Besides the official guide I used some documents that were mentioned in the book, and I read again the related chapters from Shon Harris's CISSP book.

I can tell you that the exam is tough. What makes it difficult is that it goes deeply in VoIP, web technologies, wireless, and access control, which are not covered deep enough in the official guide. I found it to be difficult enough to give someone the assurance that the person who passes the exam has a decent knowledge about security architecture.

The official guide is not bad, but alone I don't think that will help you pass the exam. It tries to cover all the domains, but it covers perhaps half of the questions in the exam. The subject is so vast that you cannot cover it in 400 pages.

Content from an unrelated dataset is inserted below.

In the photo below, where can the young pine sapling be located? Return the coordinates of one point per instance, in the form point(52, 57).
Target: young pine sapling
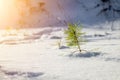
point(74, 36)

The dilemma with the ISC2 exams are the 25 test questions; are they the hardest one, the easiest one, or...? From the remaining 100 questions, you have do obtain 70% score in order to pass. So... 

Also, because I wasn't clueless to any question, I might be wrong in my evaluation. 

I think that the questions for the CISSP exam, from cccure, are not covering deep enough the material required for ISSAP. They have a different focus, as CISSP CBK is different than ISSAP. So, you can try them as a refresher, but won't help you very much for the real exam.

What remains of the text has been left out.